Bei der nächsten Station durfte nicht nur kräftig gesungen werden, jede Textzeile wurde zudem mit Gesten und Bewegungen begleitet. Zum Schluss die Station „Vater unser“ und der Segen – natürlich unter Corona-Bedingungen. Alle Besucher waren sich einig, dass es schön war, wieder gemeinsam etwas zu erleben.
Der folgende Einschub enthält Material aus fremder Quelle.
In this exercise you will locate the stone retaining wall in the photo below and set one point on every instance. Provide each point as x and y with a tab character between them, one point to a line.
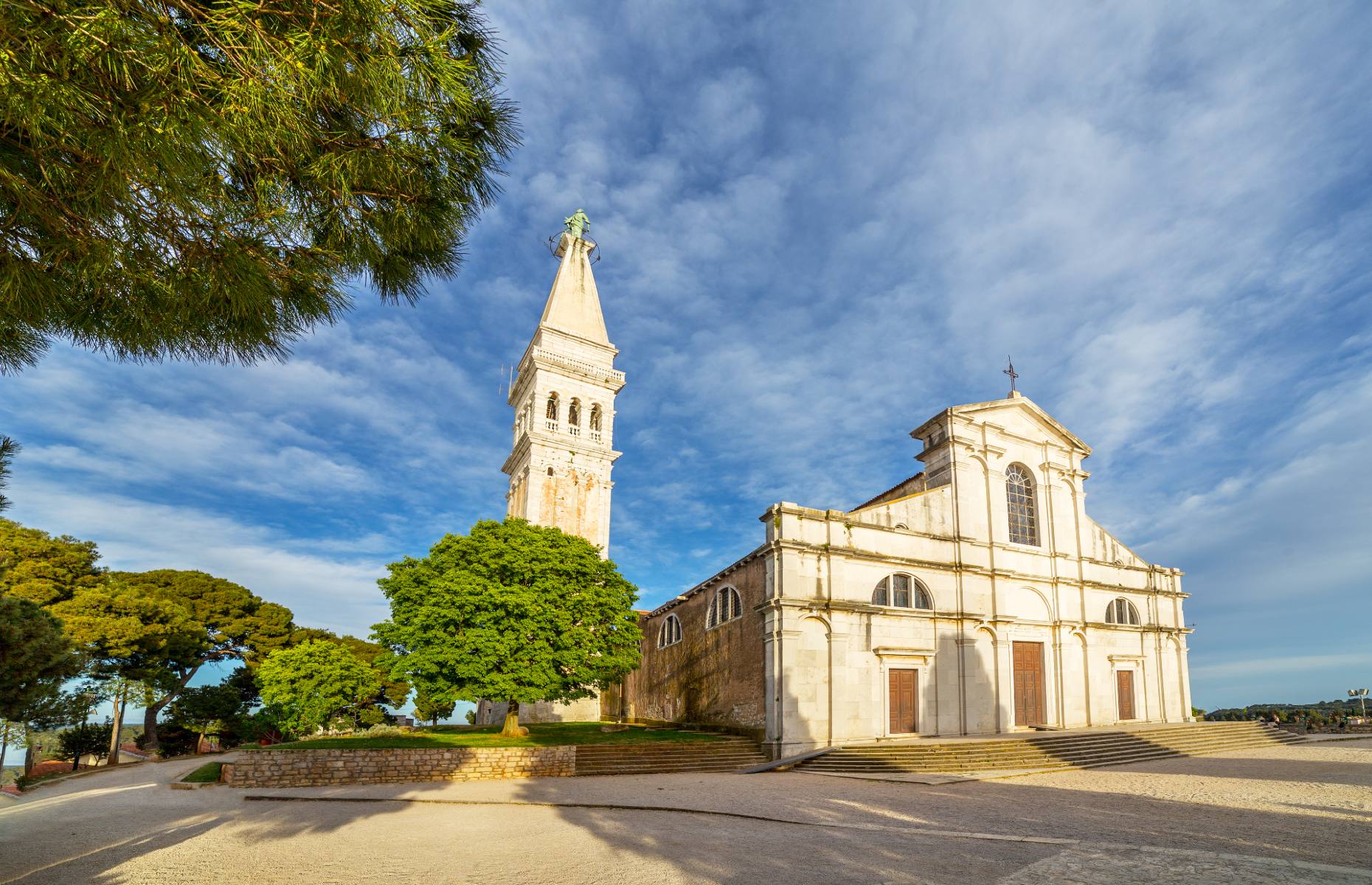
328	767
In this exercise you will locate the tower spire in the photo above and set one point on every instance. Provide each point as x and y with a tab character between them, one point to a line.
574	302
564	403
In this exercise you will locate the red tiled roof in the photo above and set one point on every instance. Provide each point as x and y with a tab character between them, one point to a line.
51	767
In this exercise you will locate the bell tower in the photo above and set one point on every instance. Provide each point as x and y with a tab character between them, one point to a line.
564	403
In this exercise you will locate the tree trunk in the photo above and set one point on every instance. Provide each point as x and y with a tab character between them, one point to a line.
119	698
512	727
150	715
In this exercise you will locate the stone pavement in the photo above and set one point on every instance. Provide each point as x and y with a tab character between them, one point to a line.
1294	814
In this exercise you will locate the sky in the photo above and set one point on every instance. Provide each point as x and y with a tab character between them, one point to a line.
821	224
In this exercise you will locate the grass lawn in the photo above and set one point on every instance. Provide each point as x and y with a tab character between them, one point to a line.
209	773
544	735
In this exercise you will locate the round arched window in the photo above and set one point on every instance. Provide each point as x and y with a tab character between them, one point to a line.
725	607
1121	611
901	590
670	633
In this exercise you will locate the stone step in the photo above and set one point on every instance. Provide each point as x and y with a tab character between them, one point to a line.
998	763
1030	749
714	765
667	754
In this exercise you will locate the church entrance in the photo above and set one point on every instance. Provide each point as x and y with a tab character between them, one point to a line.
1028	684
904	700
1124	688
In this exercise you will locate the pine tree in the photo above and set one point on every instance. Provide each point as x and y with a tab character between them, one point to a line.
201	180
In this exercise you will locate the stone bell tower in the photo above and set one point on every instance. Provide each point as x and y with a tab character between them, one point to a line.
564	403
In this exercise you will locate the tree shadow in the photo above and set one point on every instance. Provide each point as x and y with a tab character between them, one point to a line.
1314	771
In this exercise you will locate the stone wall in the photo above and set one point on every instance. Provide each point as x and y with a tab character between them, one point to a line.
330	767
714	676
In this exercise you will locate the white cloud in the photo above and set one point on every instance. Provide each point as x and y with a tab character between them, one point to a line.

Eine bunte Tüte für die Kirchhellener Kinder

Bereits an dem ursprünglichen Termin des Kindergottesdienstes war die evangelische Kirche kreativ geworden: Es gab eine Tüte voller Überraschungen. „Unsere Mitarbeiterin Ulli Körner durfte coronabedingt nicht in die Gruppen des Kindergartens. Die Kinder hatten also keinen Kontakt zur Kirche. So kam die Tüten-Idee,“ so Pfarrer Martin Rödel. In den Tüten steckte eine Geschichte, Bilder zum Ausmalen, ein „Trostpflaster“ und ein QR-Code, der auf Youtube führte. Dort gab es dann die beliebten Gottesdienstlieder zum Mitsingen und Tanzen.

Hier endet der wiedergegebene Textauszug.